Department of Biomedical Engineering and Robert M. Berne Cardiovascular Research Center, University of Virginia, Charlottesville, Virginia 22908

Correspondence: Address reprint requests to Brian P. Helmke, PhD, Dept. of Biomedical Engineering, University of Virginia, PO Box 800759, Charlottesville, VA 22908. Tel.: 434-924-1726; Fax: 434-982-3870; E-mail: helmke{at}virginia.edu.

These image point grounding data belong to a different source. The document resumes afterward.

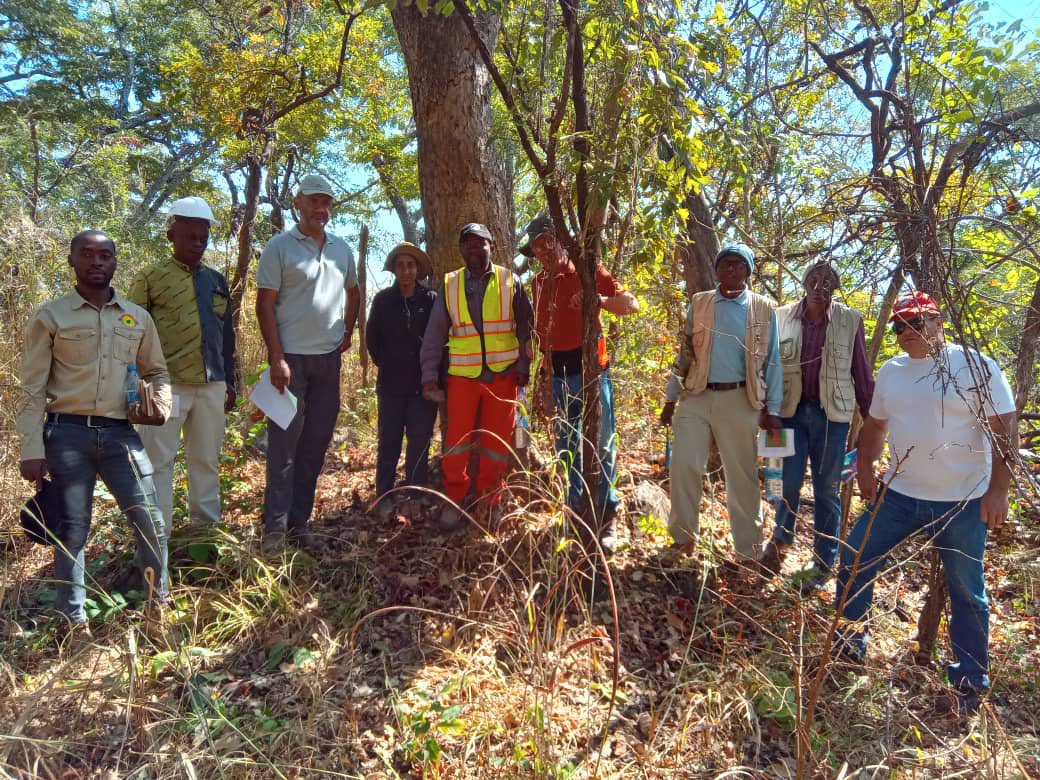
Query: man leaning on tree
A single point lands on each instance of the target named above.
(727, 383)
(486, 321)
(559, 321)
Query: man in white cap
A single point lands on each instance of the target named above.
(190, 305)
(307, 305)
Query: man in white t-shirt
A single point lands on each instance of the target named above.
(950, 419)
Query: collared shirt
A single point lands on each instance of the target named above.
(440, 321)
(813, 338)
(727, 359)
(75, 362)
(192, 315)
(311, 282)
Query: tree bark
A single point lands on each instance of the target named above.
(362, 318)
(461, 178)
(1025, 377)
(699, 247)
(255, 164)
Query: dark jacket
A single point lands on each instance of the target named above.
(394, 336)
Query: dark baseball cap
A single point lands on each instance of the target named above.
(538, 227)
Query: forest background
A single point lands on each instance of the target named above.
(898, 139)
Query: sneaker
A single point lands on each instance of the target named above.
(450, 518)
(307, 542)
(274, 543)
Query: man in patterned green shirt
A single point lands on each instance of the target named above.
(189, 304)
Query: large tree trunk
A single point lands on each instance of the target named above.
(699, 247)
(1025, 377)
(256, 162)
(461, 179)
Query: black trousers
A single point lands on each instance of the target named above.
(399, 415)
(295, 456)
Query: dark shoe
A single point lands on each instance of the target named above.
(968, 699)
(385, 509)
(772, 557)
(74, 639)
(450, 518)
(608, 533)
(307, 542)
(274, 543)
(812, 579)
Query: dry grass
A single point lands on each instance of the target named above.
(407, 653)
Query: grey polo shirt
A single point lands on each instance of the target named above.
(311, 285)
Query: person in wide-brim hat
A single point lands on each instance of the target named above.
(423, 264)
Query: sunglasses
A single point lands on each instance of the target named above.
(915, 325)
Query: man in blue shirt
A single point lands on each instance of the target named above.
(727, 382)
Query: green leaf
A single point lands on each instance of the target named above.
(201, 552)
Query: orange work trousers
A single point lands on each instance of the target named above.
(482, 416)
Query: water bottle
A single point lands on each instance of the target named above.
(774, 478)
(131, 386)
(521, 430)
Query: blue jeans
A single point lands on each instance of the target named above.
(76, 457)
(959, 535)
(567, 398)
(822, 442)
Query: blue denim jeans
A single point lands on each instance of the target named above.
(76, 457)
(567, 398)
(959, 535)
(823, 444)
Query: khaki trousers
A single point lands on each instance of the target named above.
(200, 415)
(726, 416)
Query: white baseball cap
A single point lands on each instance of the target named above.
(192, 207)
(315, 184)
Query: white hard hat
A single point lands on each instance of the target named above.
(192, 207)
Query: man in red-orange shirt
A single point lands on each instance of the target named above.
(559, 323)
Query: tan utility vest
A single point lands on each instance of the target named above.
(837, 393)
(756, 342)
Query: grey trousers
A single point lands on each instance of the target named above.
(295, 456)
(727, 416)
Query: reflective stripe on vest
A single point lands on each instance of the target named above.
(468, 349)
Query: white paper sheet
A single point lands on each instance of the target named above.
(280, 408)
(781, 448)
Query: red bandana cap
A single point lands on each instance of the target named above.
(910, 305)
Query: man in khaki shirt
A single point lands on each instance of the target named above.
(73, 419)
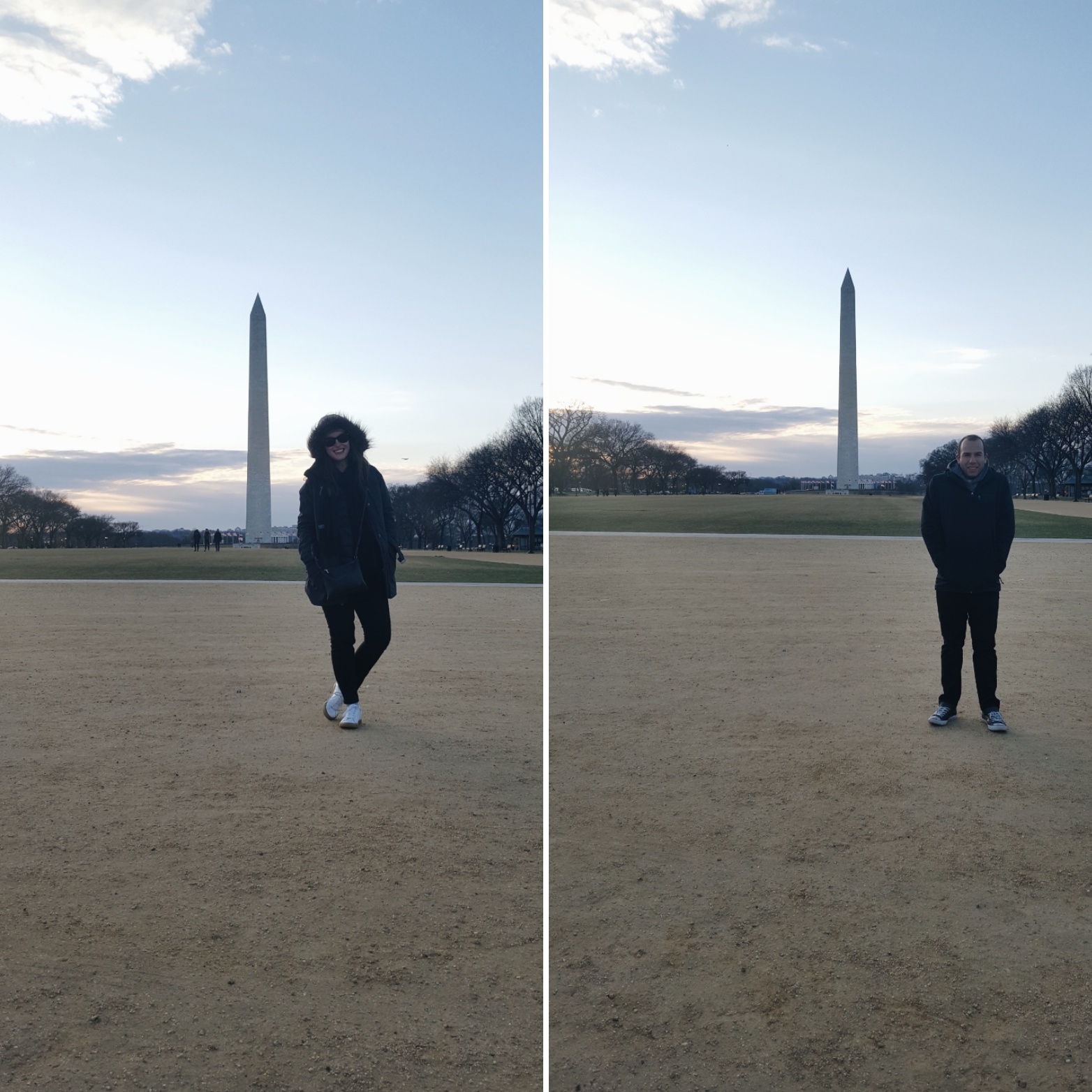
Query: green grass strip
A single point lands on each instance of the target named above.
(792, 515)
(168, 563)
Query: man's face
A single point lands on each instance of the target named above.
(972, 458)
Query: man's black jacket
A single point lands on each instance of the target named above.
(968, 534)
(327, 534)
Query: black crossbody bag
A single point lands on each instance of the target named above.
(342, 580)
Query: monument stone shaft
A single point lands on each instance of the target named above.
(848, 468)
(259, 505)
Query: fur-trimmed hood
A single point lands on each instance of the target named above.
(357, 437)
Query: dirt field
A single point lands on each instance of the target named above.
(768, 871)
(205, 885)
(455, 555)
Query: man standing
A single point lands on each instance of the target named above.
(968, 524)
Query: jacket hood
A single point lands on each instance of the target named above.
(357, 437)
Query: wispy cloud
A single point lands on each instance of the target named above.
(708, 425)
(37, 431)
(603, 35)
(638, 387)
(957, 358)
(799, 45)
(67, 59)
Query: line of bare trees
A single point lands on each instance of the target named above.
(42, 519)
(589, 450)
(1047, 450)
(484, 498)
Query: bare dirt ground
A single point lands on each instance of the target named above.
(768, 871)
(205, 885)
(511, 558)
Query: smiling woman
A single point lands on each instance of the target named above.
(348, 543)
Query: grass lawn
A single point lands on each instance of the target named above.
(792, 515)
(166, 563)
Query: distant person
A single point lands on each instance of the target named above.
(346, 532)
(968, 524)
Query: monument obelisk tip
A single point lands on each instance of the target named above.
(848, 468)
(259, 513)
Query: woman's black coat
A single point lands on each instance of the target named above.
(325, 536)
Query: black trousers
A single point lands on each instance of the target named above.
(374, 610)
(980, 610)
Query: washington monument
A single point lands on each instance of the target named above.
(259, 507)
(848, 471)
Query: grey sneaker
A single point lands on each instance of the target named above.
(333, 706)
(353, 718)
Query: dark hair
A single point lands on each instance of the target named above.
(358, 443)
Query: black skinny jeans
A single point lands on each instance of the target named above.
(956, 610)
(374, 610)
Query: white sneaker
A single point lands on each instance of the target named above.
(333, 706)
(353, 718)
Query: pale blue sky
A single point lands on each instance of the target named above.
(702, 218)
(373, 168)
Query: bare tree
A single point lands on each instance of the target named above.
(1008, 453)
(936, 462)
(1075, 423)
(1040, 428)
(126, 531)
(520, 451)
(615, 443)
(12, 485)
(568, 433)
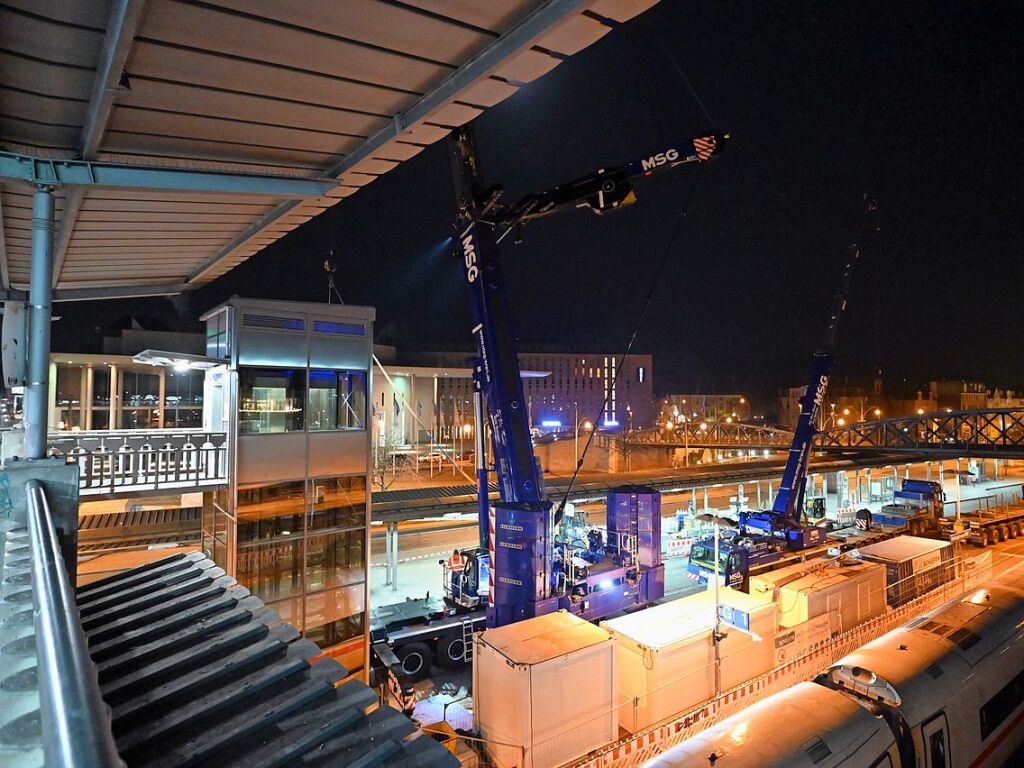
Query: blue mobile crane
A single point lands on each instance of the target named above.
(527, 562)
(767, 536)
(525, 565)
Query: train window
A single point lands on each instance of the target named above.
(816, 750)
(937, 750)
(999, 707)
(933, 734)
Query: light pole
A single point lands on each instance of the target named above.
(587, 426)
(717, 635)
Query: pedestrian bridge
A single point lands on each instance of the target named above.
(981, 433)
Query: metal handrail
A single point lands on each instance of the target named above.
(76, 727)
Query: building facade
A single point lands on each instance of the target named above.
(293, 525)
(561, 389)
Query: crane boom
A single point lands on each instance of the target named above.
(788, 503)
(515, 564)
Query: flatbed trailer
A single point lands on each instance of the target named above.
(987, 526)
(843, 543)
(423, 632)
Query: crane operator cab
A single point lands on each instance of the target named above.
(466, 578)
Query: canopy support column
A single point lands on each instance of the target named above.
(38, 352)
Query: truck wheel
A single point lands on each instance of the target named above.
(452, 651)
(416, 658)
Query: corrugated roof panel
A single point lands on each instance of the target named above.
(200, 68)
(496, 15)
(215, 102)
(379, 24)
(233, 34)
(260, 86)
(572, 35)
(31, 33)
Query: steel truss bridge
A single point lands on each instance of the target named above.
(980, 433)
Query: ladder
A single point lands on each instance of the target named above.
(467, 640)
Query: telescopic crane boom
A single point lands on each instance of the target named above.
(525, 581)
(787, 511)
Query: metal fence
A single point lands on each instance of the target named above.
(143, 460)
(75, 721)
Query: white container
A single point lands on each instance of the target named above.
(544, 690)
(852, 593)
(666, 654)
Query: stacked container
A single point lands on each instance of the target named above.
(666, 654)
(544, 690)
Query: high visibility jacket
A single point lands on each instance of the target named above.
(457, 561)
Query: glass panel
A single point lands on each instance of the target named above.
(183, 388)
(270, 399)
(338, 503)
(100, 419)
(139, 400)
(335, 559)
(270, 511)
(271, 570)
(100, 387)
(937, 750)
(290, 610)
(335, 616)
(323, 400)
(69, 386)
(353, 402)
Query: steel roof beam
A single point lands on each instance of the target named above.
(4, 272)
(518, 38)
(118, 292)
(34, 171)
(124, 22)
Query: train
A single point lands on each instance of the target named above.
(946, 690)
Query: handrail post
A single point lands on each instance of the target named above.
(76, 728)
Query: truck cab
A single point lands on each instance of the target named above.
(467, 588)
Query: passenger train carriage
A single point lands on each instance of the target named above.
(944, 691)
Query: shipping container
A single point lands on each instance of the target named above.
(544, 690)
(850, 591)
(666, 654)
(913, 565)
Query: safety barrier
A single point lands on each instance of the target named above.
(76, 725)
(143, 460)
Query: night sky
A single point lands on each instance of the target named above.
(918, 103)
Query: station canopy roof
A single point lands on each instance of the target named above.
(210, 129)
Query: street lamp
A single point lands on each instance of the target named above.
(587, 426)
(717, 635)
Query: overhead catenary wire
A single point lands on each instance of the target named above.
(676, 230)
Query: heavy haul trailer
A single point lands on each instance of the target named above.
(916, 506)
(987, 526)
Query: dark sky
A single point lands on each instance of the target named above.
(916, 102)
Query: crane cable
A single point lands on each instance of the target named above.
(676, 231)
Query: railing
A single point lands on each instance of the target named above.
(711, 434)
(143, 460)
(76, 728)
(996, 432)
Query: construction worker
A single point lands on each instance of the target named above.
(457, 561)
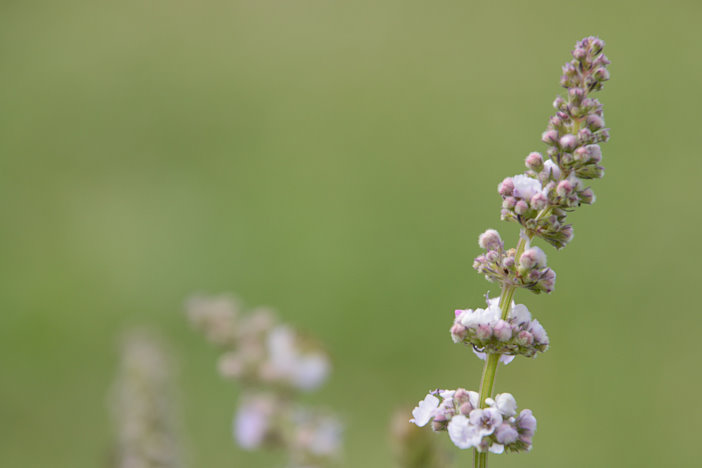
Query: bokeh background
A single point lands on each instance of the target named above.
(337, 160)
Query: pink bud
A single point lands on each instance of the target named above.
(550, 137)
(483, 332)
(539, 201)
(567, 142)
(458, 332)
(521, 207)
(490, 240)
(535, 162)
(595, 122)
(525, 338)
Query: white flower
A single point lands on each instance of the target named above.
(538, 331)
(306, 371)
(474, 318)
(252, 422)
(425, 410)
(473, 399)
(504, 403)
(519, 314)
(462, 433)
(525, 187)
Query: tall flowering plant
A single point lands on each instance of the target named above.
(539, 200)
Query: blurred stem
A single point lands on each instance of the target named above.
(491, 360)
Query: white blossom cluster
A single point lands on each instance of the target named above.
(258, 348)
(487, 332)
(266, 419)
(273, 362)
(499, 265)
(496, 428)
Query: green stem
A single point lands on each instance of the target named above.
(491, 360)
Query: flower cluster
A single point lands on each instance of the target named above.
(414, 447)
(540, 199)
(267, 419)
(273, 362)
(259, 349)
(487, 332)
(500, 265)
(143, 409)
(496, 428)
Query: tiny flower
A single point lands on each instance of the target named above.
(505, 404)
(497, 449)
(502, 330)
(519, 314)
(490, 240)
(538, 331)
(252, 422)
(534, 161)
(539, 201)
(462, 433)
(424, 411)
(521, 207)
(552, 168)
(567, 142)
(506, 187)
(525, 338)
(549, 137)
(526, 422)
(506, 434)
(533, 257)
(525, 187)
(486, 420)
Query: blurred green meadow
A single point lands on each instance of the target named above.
(337, 161)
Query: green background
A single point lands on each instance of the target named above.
(337, 160)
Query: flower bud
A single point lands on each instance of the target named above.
(587, 196)
(550, 137)
(525, 338)
(526, 422)
(458, 332)
(466, 408)
(509, 202)
(576, 94)
(483, 332)
(595, 122)
(535, 161)
(506, 434)
(539, 201)
(490, 240)
(601, 74)
(532, 257)
(502, 330)
(521, 207)
(567, 142)
(558, 103)
(553, 169)
(506, 187)
(564, 188)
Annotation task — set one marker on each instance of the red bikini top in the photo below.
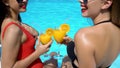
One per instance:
(27, 47)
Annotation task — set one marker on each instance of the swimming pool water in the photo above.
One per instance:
(43, 14)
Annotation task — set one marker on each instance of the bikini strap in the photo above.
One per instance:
(106, 21)
(7, 27)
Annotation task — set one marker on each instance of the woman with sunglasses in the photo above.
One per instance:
(99, 45)
(18, 43)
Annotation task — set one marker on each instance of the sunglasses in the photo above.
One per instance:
(19, 1)
(85, 1)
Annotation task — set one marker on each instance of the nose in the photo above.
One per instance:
(25, 0)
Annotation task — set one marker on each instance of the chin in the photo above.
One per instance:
(22, 10)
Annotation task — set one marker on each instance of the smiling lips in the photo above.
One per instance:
(24, 7)
(83, 8)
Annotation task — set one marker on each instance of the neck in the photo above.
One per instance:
(102, 17)
(14, 15)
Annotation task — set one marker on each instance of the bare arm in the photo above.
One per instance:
(30, 29)
(84, 50)
(10, 47)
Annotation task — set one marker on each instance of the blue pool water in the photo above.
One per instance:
(43, 14)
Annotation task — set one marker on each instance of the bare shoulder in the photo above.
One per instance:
(88, 36)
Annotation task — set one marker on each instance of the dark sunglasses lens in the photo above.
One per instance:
(19, 1)
(85, 1)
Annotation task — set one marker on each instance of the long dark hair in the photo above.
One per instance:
(115, 12)
(4, 12)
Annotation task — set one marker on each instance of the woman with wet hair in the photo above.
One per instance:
(98, 46)
(17, 42)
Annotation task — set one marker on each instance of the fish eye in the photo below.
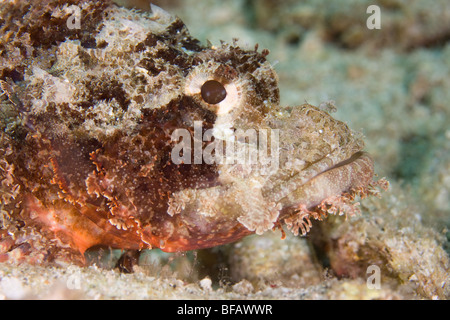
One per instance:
(213, 92)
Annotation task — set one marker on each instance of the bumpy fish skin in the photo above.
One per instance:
(87, 147)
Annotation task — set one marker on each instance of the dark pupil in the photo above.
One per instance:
(213, 92)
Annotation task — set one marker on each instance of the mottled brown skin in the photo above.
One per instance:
(72, 178)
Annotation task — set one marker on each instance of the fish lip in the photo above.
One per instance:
(354, 157)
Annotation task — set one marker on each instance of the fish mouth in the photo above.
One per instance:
(353, 173)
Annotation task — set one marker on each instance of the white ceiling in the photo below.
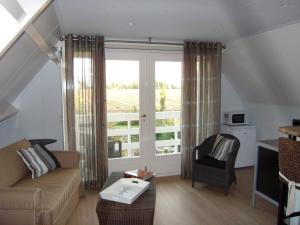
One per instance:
(222, 20)
(24, 59)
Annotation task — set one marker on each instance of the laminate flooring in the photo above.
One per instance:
(177, 203)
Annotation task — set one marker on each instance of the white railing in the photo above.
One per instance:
(161, 145)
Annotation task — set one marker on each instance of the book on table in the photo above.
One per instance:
(125, 190)
(141, 174)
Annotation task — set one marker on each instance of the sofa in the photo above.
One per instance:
(47, 200)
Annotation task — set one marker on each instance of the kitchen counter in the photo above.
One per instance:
(271, 144)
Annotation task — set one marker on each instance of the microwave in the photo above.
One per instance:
(235, 118)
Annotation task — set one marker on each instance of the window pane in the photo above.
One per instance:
(122, 90)
(167, 106)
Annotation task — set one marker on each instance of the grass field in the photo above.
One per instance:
(127, 100)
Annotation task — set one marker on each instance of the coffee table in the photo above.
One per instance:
(140, 212)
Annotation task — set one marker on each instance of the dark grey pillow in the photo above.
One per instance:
(50, 163)
(222, 147)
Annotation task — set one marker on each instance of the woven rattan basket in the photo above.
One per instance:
(289, 159)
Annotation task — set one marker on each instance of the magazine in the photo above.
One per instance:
(125, 190)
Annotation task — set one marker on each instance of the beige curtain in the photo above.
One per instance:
(200, 97)
(86, 106)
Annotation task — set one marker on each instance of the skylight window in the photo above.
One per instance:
(14, 15)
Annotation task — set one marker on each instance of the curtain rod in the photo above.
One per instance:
(139, 42)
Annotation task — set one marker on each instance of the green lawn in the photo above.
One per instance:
(127, 100)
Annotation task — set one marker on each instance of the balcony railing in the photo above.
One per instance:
(170, 146)
(129, 132)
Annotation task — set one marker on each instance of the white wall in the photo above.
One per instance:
(268, 117)
(264, 70)
(230, 99)
(40, 108)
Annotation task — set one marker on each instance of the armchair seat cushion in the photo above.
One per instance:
(211, 162)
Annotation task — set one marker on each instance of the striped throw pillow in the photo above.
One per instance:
(33, 162)
(50, 163)
(222, 147)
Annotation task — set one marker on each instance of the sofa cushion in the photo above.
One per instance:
(12, 168)
(56, 188)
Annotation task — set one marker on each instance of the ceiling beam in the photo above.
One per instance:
(14, 8)
(23, 28)
(43, 44)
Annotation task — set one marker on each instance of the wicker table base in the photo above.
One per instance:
(140, 212)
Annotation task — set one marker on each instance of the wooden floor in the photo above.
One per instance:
(177, 203)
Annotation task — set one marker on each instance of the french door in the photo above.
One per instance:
(143, 110)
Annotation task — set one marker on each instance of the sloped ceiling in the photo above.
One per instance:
(262, 68)
(24, 59)
(265, 68)
(223, 20)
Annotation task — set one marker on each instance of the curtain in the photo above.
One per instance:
(201, 88)
(85, 106)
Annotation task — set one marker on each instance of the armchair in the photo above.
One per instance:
(212, 171)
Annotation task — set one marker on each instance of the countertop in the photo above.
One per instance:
(290, 130)
(271, 144)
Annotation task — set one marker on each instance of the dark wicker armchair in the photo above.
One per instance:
(211, 171)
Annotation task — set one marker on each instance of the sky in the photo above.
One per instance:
(127, 71)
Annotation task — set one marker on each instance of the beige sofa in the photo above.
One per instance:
(47, 200)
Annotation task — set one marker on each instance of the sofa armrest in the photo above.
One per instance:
(20, 198)
(67, 159)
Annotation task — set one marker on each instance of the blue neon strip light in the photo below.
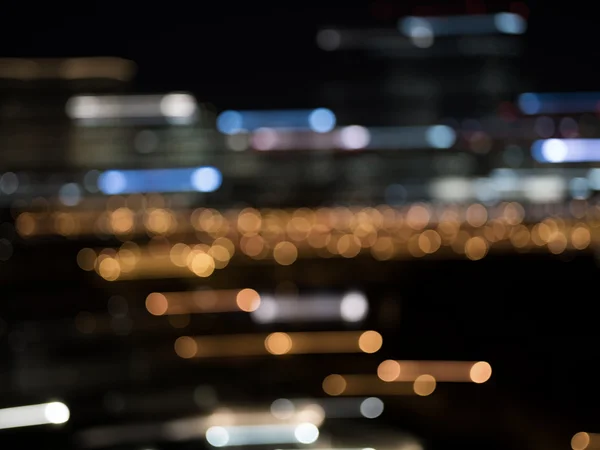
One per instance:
(189, 179)
(320, 120)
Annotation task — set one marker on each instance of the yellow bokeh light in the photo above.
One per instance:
(370, 341)
(580, 441)
(424, 385)
(285, 253)
(248, 300)
(278, 343)
(186, 347)
(109, 269)
(388, 370)
(334, 385)
(476, 248)
(157, 304)
(480, 372)
(203, 265)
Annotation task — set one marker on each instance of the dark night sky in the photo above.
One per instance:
(224, 50)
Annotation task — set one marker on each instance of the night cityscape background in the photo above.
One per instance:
(369, 226)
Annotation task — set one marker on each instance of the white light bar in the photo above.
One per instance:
(32, 415)
(355, 137)
(469, 25)
(305, 433)
(557, 151)
(332, 408)
(175, 107)
(350, 307)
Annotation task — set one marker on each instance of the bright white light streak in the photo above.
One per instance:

Vascular endothelial cell migration is critical in many physiological processes including wound healing and stent endothelialization. To determine how preexisting cell morphology influences cell migration under fluid shear stress, endothelial cells were preset in an elongated morphology on micropatterned substrates, and unidirectional shear stress was applied either parallel or perpendicular to the cell elongation axis. On micropatterned 20-µm lines, cells exhibited an elongated morphology with stress fibers and focal adhesion sites aligned parallel to the lines. On 115-µm lines, cell morphology varied as a function of distance from the line edge. Unidirectional shear stress caused unpatterned cells in a confluent monolayer to exhibit triphasic mechanotaxis behavior. During the first 3 h, cell migration speed increased in a direction antiparallel to the shear stress direction. Migration speed then slowed and direction became spatially heterogeneous. Starting 11–12 h after the onset of shear stress, the unpatterned cells migrated primarily in the downstream direction, and migration speed increased significantly. In contrast, mechanotaxis was suppressed after the onset of shear stress in cells on micropatterned lines during the same time period, for the cases of both parallel and perpendicular flow. The directional persistence time was much longer for cells on the micropatterned lines, and it decreased significantly after flow onset. Migration trajectories were highly correlated among micropatterned cells within a three-cell neighborhood, and shear stress disrupted this spatially correlated migration behavior. Thus, presetting structural morphology may interfere with mechanisms of sensing local physical cues, which are critical for establishing mechanotaxis in response to hemodynamic shear stress.